The state Department of Environmental Quality and the Louisiana Environmental Action Network settled the suit Wednesday that the environmental group brought in protest of the state’s decision to relax requirements after Katrina and allow the Old Gentilly Landfill to reopen for construction and demolition debris.
The department in the settlement agreed to limit, temporarily, daily dumping at the landfill to 19,000 cubic yards of waste and to study how dumping could affect the nearby Intracoastal Waterway levee. Regulators also promised to add water-monitoring wells and to allow the public to weigh in on the reopening.
Louisiana Environmental Action Network attorney Joel Waltzer said he hopes the change will lead to the landfill’s closure.
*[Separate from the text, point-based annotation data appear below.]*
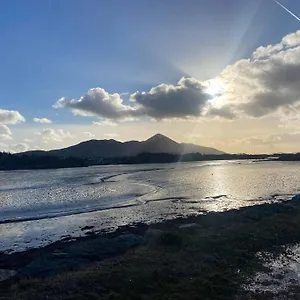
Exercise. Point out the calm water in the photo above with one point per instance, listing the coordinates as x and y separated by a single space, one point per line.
41 206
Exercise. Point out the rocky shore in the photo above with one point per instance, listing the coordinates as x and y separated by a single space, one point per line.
213 256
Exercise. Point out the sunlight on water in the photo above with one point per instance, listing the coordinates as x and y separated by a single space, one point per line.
38 207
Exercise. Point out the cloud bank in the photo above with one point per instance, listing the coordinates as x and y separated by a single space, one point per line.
10 117
266 83
42 120
54 135
5 133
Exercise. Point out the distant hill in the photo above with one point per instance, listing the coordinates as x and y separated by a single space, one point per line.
97 149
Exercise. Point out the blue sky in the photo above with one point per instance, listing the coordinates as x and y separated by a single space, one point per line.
53 48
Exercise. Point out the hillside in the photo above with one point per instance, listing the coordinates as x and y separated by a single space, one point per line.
96 149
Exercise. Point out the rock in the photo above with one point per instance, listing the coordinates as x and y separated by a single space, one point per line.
5 274
87 228
152 235
188 227
78 254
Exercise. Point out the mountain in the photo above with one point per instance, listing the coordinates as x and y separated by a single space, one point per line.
96 149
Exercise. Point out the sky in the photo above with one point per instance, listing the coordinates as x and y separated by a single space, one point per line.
224 74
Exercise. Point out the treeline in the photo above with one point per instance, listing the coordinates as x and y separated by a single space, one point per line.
20 162
145 158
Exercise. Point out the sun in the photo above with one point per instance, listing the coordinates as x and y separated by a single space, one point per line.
214 87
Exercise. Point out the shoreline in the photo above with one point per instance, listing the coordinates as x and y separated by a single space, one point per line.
225 244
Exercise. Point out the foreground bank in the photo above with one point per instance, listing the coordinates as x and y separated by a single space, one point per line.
211 256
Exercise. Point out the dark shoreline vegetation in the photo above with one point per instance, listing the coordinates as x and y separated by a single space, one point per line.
26 161
200 257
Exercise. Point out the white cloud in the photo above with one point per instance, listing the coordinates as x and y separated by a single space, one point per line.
21 147
14 148
54 135
42 120
105 123
264 84
185 99
97 102
111 135
5 133
10 117
88 135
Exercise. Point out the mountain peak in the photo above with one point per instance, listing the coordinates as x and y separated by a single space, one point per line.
158 136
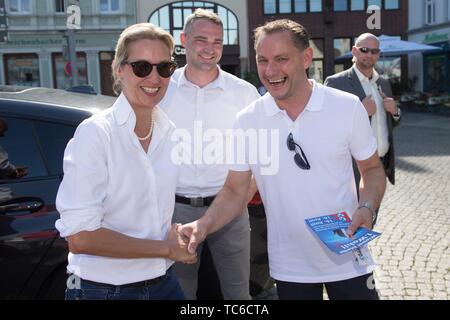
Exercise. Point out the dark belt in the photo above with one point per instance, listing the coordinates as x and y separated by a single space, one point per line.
195 202
140 284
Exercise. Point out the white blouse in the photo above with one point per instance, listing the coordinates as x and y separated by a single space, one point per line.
111 182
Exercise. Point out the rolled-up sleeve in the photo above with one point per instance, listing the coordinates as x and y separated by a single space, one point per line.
363 143
83 189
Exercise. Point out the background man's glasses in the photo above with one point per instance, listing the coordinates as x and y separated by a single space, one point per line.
300 159
143 68
366 50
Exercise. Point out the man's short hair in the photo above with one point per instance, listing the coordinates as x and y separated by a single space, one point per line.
299 34
201 14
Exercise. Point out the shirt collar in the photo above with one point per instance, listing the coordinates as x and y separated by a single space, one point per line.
219 83
123 113
122 110
362 77
314 104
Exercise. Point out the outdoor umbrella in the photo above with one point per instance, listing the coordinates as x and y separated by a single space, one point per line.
392 46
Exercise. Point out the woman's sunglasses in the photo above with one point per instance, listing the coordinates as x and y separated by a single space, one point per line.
143 68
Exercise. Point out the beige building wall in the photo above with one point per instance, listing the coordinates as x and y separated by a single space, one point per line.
145 8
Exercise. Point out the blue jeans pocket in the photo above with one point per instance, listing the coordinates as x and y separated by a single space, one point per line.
87 294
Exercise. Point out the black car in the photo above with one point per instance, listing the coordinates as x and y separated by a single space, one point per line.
33 257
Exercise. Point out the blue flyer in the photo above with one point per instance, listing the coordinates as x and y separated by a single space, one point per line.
332 230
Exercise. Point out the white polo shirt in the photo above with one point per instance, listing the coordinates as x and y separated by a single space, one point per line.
198 110
111 182
333 127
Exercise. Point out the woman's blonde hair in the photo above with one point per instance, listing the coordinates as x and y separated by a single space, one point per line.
134 33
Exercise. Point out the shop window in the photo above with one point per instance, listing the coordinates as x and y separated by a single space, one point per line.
62 72
377 3
340 5
430 12
341 46
172 17
22 69
19 6
59 6
316 70
109 6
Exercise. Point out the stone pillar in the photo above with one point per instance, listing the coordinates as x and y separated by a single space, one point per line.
2 70
45 69
93 69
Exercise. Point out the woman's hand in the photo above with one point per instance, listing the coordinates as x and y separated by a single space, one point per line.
178 247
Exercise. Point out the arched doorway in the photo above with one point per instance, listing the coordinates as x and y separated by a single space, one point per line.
171 18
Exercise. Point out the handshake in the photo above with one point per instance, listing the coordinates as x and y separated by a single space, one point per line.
183 241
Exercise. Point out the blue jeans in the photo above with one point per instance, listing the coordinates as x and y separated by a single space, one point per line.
166 289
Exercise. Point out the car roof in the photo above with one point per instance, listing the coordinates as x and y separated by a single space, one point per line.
87 102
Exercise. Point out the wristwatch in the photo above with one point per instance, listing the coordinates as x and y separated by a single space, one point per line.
368 205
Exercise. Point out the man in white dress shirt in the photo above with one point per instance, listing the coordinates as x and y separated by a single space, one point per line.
203 98
375 93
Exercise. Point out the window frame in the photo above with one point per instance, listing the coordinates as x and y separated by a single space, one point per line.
206 5
55 6
20 12
293 11
109 11
428 4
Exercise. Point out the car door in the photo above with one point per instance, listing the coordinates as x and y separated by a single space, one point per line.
27 204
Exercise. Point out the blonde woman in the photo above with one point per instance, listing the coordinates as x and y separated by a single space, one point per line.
117 197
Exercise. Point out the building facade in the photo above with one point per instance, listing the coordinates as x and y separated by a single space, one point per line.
170 15
429 23
333 26
35 53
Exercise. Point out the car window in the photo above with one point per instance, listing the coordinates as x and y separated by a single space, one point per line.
20 147
53 139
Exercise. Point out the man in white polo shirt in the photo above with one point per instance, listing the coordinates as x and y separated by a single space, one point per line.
202 98
318 130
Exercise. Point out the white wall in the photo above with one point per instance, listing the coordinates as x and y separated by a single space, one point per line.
145 8
416 14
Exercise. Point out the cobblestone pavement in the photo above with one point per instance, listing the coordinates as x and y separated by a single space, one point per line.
413 251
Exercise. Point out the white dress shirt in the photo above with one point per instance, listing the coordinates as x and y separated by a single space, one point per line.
197 110
111 182
378 122
333 127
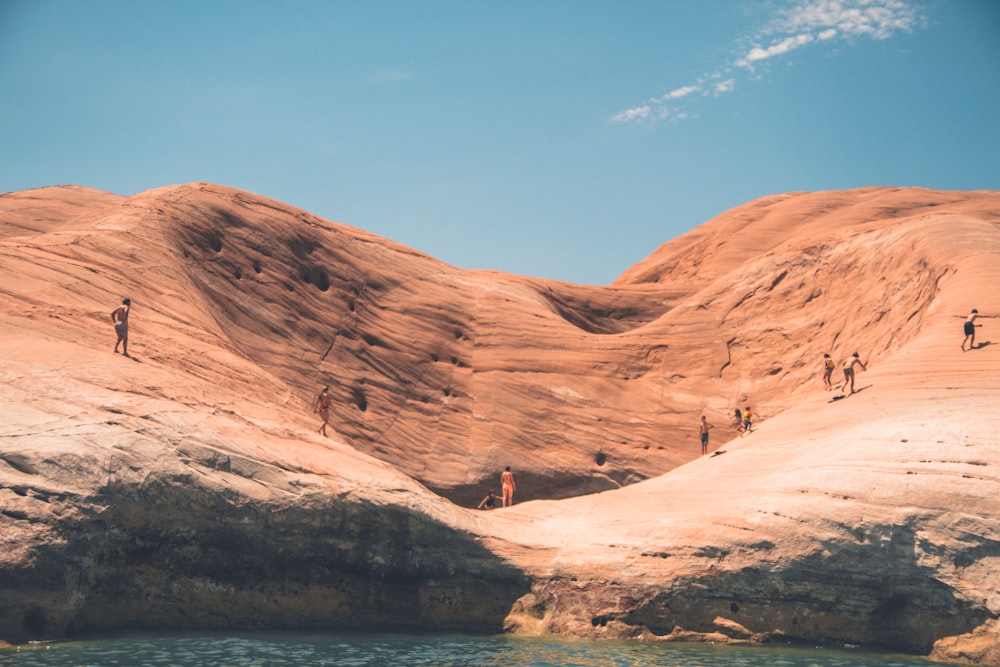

But Dana Stumpf, president of AMID/Metro Partnership LLC, which operates the Old Gentilly site, was unhappy with the settlement. By sharply reducing the amount of debris that can be dumped at Old Gentilly, the city’s cleanup will be slowed, she said, because other landfills are too far away.
"We’re the logical choice and the most efficient choice," Stumpf said, citing her company’s polls of haulers that showed they would take four to five loads per day to Old Gentilly versus 21/2 loads to other locations.
The new landfill, which like Old Gentilly would accept construction and demolition waste, would be operated by Waste Management of Louisiana, holder of the city’s contract for residential garbage pickup, according to Nagin’s executive order.
Nagin defended his authority to suspend zoning laws, citing an earlier declaration of a state of emergency that gave him wider authority than usual. The order says "the threatened closure of the only construction and demolition landfill site in the city necessitate(s) the immediate opening of an alternative temporary location."
DEQ officials said they were aware of plans to try to create a landfill at the site but that they had received no applications.
Waltzer denounced the idea of opening the second landfill, on a nearby property that abuts the Bayou Sauvage National Wildlife Reserve and was previously rejected as a landfill site. Waltzer said the site is near a section of town populated by Vietnamese-Americans who have been working to restore their flood-damaged properties.
"It’s a very poor idea," Waltzer said. "And again, you’re right next to a levee, and you’re next to a wildlife preserve. They’re inviting another lawsuit if they even think about it."